Scientists Use Powerful New Climate Model to Recreate Iconic ‘Blue Marble’ Photograph

Scientists Use Powerful New Climate Model to Recreate Iconic ‘Blue Marble’ Photograph

This month marks 50 years since humanity last ventured beyond low-Earth orbit. While NASA is currently working to send people back to the moon, Apollo 17 in 1972 is the most recent crewed mission to leave Earth behind. The mission is notable for another reason: the famous “Blue Marble” photograph of Earth fully illuminated by the sun. This stunning image supercharged the nascent environmental movement in the early 1970s and has been reproduced frequently over the decades. Now, it’s being reproduced in a new way — scientists from the Max Planck Institute for Meteorology attempted to recreate the Blue Marble shot from scratch using a new climate model. The results, as you can see above, are impressive. The simulation on the right is a dead ringer for the authentic photo on the left.

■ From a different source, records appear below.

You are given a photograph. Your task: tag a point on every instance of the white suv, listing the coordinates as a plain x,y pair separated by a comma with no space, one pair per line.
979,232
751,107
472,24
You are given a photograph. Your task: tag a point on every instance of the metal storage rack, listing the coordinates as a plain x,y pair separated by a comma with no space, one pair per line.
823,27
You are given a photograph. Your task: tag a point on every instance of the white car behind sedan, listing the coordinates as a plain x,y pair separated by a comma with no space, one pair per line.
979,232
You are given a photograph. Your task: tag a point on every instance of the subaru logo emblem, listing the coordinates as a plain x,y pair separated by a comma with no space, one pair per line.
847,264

You could argue that the foundation of the Max Planck Institute for Meteorology (MPI-M) was part of the environmental movement spurred on by the Blue Marble. MPI-M was set up under the direction of Prof. Klaus Hasselmann in 1975, who would go on to win the 2021 Nobel Prize in Physics for MPI-M’s work on anthropogenic climate change.

Work on the climate at MPI-M is still ongoing. In late 2022, the institute completed work on a model known as ICON that can simulate fully coupled climate systems at kilometer scale. Climate scientists believe that being able to resolve atmospheric processes at this level of detail is essential to understanding how global warming is reshaping the globe. With the 50-year anniversary of the iconic Blue Marble photo, the MPI-M team decided to test the model by recreating the image using weather data from 1972.

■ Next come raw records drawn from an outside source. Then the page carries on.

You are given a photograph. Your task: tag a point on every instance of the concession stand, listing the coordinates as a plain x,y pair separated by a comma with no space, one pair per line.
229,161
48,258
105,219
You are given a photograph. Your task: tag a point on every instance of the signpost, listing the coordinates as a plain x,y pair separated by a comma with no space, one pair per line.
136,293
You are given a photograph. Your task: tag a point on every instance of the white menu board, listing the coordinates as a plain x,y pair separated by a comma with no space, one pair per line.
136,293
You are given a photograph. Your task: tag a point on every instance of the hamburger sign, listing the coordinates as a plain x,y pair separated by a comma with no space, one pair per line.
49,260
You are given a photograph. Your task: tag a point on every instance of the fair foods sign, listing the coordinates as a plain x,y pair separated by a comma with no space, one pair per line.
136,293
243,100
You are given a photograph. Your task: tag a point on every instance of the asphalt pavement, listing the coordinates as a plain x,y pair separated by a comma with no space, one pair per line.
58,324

MPI-M partnered with Nvidia and the German Climate Computing Center to run the simulation, beginning with a spun-up ocean two days before the famous image was captured. The institute describes it as a two-day forecast arriving fifty years too late. By simulating the physics of surface winds, water currents, and cloud fields, the team ended up with something that very closely matches the real photograph.

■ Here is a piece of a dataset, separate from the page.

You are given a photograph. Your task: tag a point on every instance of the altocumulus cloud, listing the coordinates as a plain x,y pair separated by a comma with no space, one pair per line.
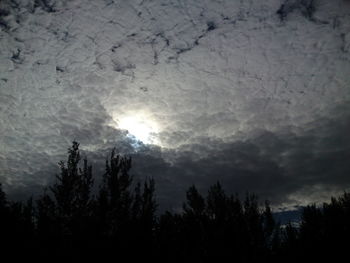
250,93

The image above was generated with the Nvidia Omniverse platform with internal RTX ray tracing. And it’s not just a photograph. The simulation is a fully formed world, featuring details not recorded by the Apollo crew’s camera. The simulation allowed the team to go beyond the superficial, studying the waves of warm water emanating from the African coast and subsurface eddies that rise upward as the sun heats the ocean. The team expressed pride that ICON was able to so closely mirror the Blue Marble, particularly given the rudimentary weather data from 50 years ago in the southern hemisphere. This work shows that ICON could become a key tool in understanding Earth’s changing climate.